François-Henri Désérable quitte le genre romanesque pour un récit de voyage, et non des moindres. Il s’est rendu en Iran fin 2022, en pleine répression de l’insurrection populaire suite au décès de Mahsa Amini. Un épatant récit à la fois dramatique, instructif, touchant… Et drôle.

François-Henri Désérable est habitué à poursuivre des personnages dans ses livres, une fois Évariste Galois, une autre fois Mr Piekielny, anodine figure de Romain Gary désormais sortie de l’ombre lituanienne. Mais là où ces derniers l’engageaient surtout dans une voie d’archives et de documentation, celui sur lequel il souhaite ici mettre ses mots va l’inciter à risquer de sa personne, en y mettant aussi ses pas. Comment en effet rendre hommage à Nicolas Bouvier sans partir sur ses traces en devenant soi-même écrivain-voyageur… Voilà donc notre auteur embarqué pour Téhéran, juste au moment où un inconnu de la cellule de crise des Affaires étrangères l’appelle : « Il est formellement déconseillé, vous m’entendez, formellement déconseillé de se rendre en Iran.[…] Ceux (les Français) qui y sont encore sont en train de rentrer, et ceux qui ne rentrent pas, c’est qu’ils sont en prison ». On est fin 2022, Mahsa Amini est devenue l’étendard de la révolte iranienne dans un pays où l’on tabasse, viole, lapide, massacre, exécute pour des histoires de cheveux.
Il y a un sondage débusqué par des hackers sur un site des Gardiens de la Révolution, que les mollahs au pouvoir se gardent bien de divulguer : « 87% des Iraniens sont favorables aux revendications des manifestants ». Autrement dit, le peuple n’en peut plus et il y a de quoi, aux évènements connus de l’automne dernier s’ajouteront au fil de ce récit une litanie de petites barbaries en plus de massacres moins médiatisés comme le Friday Bloody, donnant de l’Iran l’image d’un pays en pleine déliquescence.
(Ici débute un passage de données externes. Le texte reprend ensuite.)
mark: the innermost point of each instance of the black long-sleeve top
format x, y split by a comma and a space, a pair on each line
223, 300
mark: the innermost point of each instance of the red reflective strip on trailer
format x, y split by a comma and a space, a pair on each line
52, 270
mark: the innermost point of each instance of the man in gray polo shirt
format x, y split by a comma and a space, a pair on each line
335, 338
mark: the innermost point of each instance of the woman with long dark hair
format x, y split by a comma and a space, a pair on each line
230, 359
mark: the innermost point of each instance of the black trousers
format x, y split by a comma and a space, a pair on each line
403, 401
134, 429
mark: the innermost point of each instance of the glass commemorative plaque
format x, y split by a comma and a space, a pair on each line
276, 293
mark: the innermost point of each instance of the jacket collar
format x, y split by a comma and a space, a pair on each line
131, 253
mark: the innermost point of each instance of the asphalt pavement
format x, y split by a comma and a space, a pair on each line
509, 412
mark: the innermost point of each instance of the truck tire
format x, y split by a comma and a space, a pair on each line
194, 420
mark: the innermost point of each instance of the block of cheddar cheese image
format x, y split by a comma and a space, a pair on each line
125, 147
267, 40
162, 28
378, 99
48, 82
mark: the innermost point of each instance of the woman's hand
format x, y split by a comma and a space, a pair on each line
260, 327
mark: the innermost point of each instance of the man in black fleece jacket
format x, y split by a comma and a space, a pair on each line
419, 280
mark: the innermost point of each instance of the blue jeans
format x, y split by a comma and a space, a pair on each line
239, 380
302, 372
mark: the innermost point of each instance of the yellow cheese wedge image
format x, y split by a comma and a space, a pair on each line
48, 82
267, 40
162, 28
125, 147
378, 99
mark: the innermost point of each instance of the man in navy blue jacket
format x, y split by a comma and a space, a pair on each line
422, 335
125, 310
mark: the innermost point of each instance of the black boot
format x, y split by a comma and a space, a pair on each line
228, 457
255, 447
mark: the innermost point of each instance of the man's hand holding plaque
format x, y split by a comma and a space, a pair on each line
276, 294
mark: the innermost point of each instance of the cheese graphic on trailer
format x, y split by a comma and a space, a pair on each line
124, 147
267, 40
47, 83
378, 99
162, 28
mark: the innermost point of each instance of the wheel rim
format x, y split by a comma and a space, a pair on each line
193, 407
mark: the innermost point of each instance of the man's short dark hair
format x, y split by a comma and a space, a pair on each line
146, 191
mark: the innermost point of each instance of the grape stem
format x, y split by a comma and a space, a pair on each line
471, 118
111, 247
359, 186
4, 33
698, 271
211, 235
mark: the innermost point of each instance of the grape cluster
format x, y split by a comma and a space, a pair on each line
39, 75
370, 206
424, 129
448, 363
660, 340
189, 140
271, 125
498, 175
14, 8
Le contexte sera bien sûr omniprésent, l’auteur saura le doser tout comme il nous préviendra de « l’effet de loupe » engendré par la médiatisation de certains évènements quand on les voit de l’extérieur, par le biais de lucarnes à pixels.
Car tout ne sera pas englué dans les soulèvements et les répressions, tout ne sera pas non plus complètement noir à la lecture de ce livre. On risque même d’y être surpris par des éclats de rire empreints d’une légèreté bienvenue. En prenant le parti d’un tel périple, François-Henri Désérable se met dans une situation pour le moins inconfortable et il saura en jouer sans en abuser. De plus, en suivant les traces de Nicolas Bouvier il ira à la rencontre d’un peuple constater son hospitalité, à l’instar de son mentor dont il loue « la faculté inouïe de brosser en trois lignes des portraits qui nous touchent ». Nul doute que Nicolas Bouvier lui aurait retourné le compliment à la lecture de son récit, égrené de rencontres improbables, parfois incongrues ou pittoresques, drôles, tendres, poétiques et touchantes elles aussi. Depuis l’auberge à l’arrivée à Téhéran – « un royaume aux sujets éphémères » – jusqu’au trou de Zahedan au Baloutchistan (là où il ne faut pas aller selon les Iraniens) ou à Saqqez au Kurdistan, Désérable croise sur sa route une poignée d’européen(ne)s, des Afghans en transit, quantité d’Iranien(ne)s dont un seul à « trouver des vertus à la mollahrchie absolue », mais aussi un garagiste-ostéopathe, un médecin opiomane, Niloofar adepte à sa façon de l’écho nocturne à Téhéran, Ali l’illettré avec ses cahiers remplis de mots par les touristes de passage. Sans oublier Firouzeh et ses poèmes appris par cœur tels « la part irréductible de son être », Firouzeh rencontrée dans l’ascension du mont Soffeh pour y réaliser une vidéo :
» – De moi, dit-elle. De moi au sommet du mont Soffeh, dédiant l’ascension à tous ceux qui manifestent contre ce régime corrompu. De moi criant Mort au dictateur ! Et Merde aux mollahs ! Et Femme, Vie, Liberté ! «
Ce récit de voyage pourrait ainsi se résumer en une chaîne humaine de révolte et de solidarité, une galerie foisonnante de personnages touchants qu’il sera difficile de quitter sans avoir de nouvelles dans un tel contexte, comme il sera difficile de descendre de cette lecture embarquée dans la prose sensible, instructive et teintée d’humour de son auteur.